Page MenuHomePhabricator

Implement digest-only mediawiki_history_reduced dataset in spark
Open, LowPublic

Description

For the moment, the mediawiki_history_reduced that we load in druid to serve WKS2 API is built using hive, and uses revision-events, page-events, user-events, and page and user daily and monthly digests events.

If we want to go for full digests (no more revision, page and user events, only page and user daily and monthly digests), it means a big denormalization over many dimensions. This also means a lot of event duplication and therefore a huge dataset, not even thinking of the hive request.

The idea behind this task is to take advantage of our data being pretty denormalized by default: in many cases, the event itself is also it's aggregated value for a day over many dimensions.

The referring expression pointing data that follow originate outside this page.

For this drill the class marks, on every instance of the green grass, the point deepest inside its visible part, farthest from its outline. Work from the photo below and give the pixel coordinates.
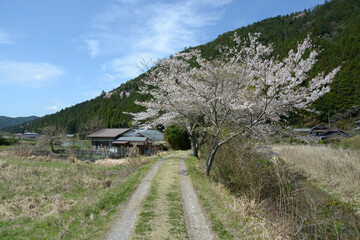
(144, 223)
(162, 216)
(65, 197)
(230, 217)
(5, 148)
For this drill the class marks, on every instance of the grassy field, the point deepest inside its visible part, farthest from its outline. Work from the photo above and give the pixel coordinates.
(42, 198)
(231, 217)
(335, 170)
(5, 148)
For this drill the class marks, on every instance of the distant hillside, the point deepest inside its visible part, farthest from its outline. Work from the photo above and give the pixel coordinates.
(8, 121)
(333, 26)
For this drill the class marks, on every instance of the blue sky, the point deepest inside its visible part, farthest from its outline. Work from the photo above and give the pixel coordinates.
(55, 54)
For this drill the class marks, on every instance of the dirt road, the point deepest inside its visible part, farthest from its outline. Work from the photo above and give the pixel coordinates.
(164, 206)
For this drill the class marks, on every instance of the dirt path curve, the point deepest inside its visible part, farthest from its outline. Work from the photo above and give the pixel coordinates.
(123, 227)
(196, 223)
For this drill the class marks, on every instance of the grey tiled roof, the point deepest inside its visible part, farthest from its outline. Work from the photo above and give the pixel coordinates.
(132, 139)
(153, 134)
(109, 132)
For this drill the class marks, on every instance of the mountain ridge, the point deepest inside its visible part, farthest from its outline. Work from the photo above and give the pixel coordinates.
(333, 26)
(10, 121)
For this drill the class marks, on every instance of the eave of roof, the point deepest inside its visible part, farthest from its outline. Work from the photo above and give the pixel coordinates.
(109, 132)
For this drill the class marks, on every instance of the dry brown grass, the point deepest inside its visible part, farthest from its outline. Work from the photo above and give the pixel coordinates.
(39, 187)
(336, 169)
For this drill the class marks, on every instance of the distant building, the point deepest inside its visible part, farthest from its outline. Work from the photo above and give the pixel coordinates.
(105, 137)
(318, 130)
(28, 136)
(120, 139)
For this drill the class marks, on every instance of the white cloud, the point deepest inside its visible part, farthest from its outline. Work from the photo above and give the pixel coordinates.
(131, 30)
(52, 107)
(93, 46)
(4, 38)
(28, 74)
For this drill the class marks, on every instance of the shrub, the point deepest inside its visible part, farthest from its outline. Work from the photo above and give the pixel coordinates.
(352, 143)
(245, 172)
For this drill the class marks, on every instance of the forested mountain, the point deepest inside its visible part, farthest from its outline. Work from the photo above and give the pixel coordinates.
(9, 121)
(333, 26)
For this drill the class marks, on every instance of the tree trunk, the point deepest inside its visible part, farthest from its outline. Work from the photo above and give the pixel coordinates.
(211, 156)
(194, 144)
(52, 147)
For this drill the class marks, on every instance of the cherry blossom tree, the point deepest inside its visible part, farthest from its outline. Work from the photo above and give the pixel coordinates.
(233, 95)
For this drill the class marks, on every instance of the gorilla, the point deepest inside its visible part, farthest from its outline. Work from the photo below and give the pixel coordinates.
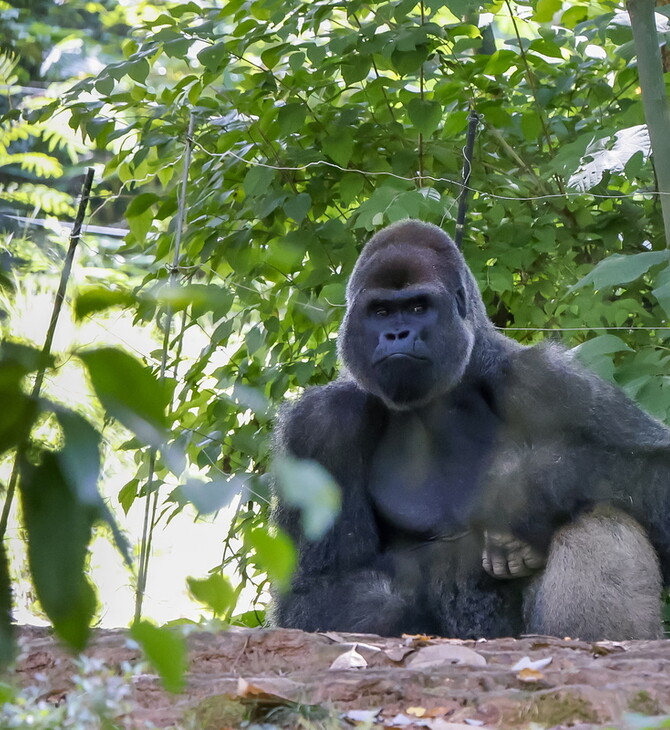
(488, 489)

In spark, we could bundle into an array of string all the aggregated values that are covered by an event, without duplicating the rest of the event.

Event Timeline

Milimetric subscribed.

When we triage this next, let's define/task our solution from Offsite Mallorca and assign/prioritize.

fdans moved this task from Incoming to Smart Tools for Better Data on the Analytics board.
odimitrijevic lowered the priority of this task from High to Low.Jan 6 2022, 5:09 AM
odimitrijevic subscribed.

@JAllemandou Is this still relevant? Is this something that can be marked as a good starter task provided there is benefit to doing it?

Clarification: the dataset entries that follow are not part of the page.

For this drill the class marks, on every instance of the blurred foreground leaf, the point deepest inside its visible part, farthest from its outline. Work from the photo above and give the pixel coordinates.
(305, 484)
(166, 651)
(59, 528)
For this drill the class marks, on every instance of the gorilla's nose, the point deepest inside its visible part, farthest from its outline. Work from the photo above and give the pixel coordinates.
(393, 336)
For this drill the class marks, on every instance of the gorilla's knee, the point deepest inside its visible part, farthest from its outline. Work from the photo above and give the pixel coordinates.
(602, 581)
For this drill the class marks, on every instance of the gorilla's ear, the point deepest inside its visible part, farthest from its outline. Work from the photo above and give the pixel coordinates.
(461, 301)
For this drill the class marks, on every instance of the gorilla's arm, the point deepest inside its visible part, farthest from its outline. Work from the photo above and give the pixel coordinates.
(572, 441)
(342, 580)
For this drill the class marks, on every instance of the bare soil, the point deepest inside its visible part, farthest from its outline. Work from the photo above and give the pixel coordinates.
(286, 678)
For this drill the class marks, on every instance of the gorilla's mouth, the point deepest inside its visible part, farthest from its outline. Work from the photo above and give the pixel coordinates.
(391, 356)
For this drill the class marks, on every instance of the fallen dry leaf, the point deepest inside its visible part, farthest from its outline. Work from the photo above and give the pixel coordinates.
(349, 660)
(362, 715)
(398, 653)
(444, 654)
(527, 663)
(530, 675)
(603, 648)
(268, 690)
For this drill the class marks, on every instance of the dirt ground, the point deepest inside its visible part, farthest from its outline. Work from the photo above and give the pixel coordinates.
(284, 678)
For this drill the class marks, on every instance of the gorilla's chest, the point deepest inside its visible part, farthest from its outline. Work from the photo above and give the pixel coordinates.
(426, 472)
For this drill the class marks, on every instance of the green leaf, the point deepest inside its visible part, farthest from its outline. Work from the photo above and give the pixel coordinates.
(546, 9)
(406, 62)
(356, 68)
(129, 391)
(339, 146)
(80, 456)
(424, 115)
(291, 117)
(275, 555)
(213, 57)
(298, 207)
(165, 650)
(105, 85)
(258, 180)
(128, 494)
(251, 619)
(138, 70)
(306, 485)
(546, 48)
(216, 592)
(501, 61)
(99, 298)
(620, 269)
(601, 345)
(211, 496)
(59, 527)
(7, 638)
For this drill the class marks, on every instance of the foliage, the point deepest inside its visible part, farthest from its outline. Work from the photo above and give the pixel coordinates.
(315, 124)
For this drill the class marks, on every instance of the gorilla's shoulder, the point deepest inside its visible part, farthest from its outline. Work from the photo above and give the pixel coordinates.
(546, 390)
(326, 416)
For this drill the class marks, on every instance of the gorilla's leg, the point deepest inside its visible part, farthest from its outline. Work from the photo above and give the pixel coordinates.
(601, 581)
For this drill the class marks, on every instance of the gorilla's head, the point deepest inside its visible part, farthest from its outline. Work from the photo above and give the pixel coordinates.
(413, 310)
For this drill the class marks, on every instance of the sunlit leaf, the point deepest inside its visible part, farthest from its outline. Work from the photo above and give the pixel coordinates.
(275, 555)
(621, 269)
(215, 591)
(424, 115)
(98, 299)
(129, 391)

The reason behind this task is still relevant, but not clear through the parent tasks: we wish/need to define/agree on/implement a technical solution allowing us to tackle changing the dimensions by which we slice and dice our edit data (druid vs cassandra, digests vs flat, tooling). The task itself is about implementing one solution, which is rather complicated, so I wouldn't flag it as good starter in any case.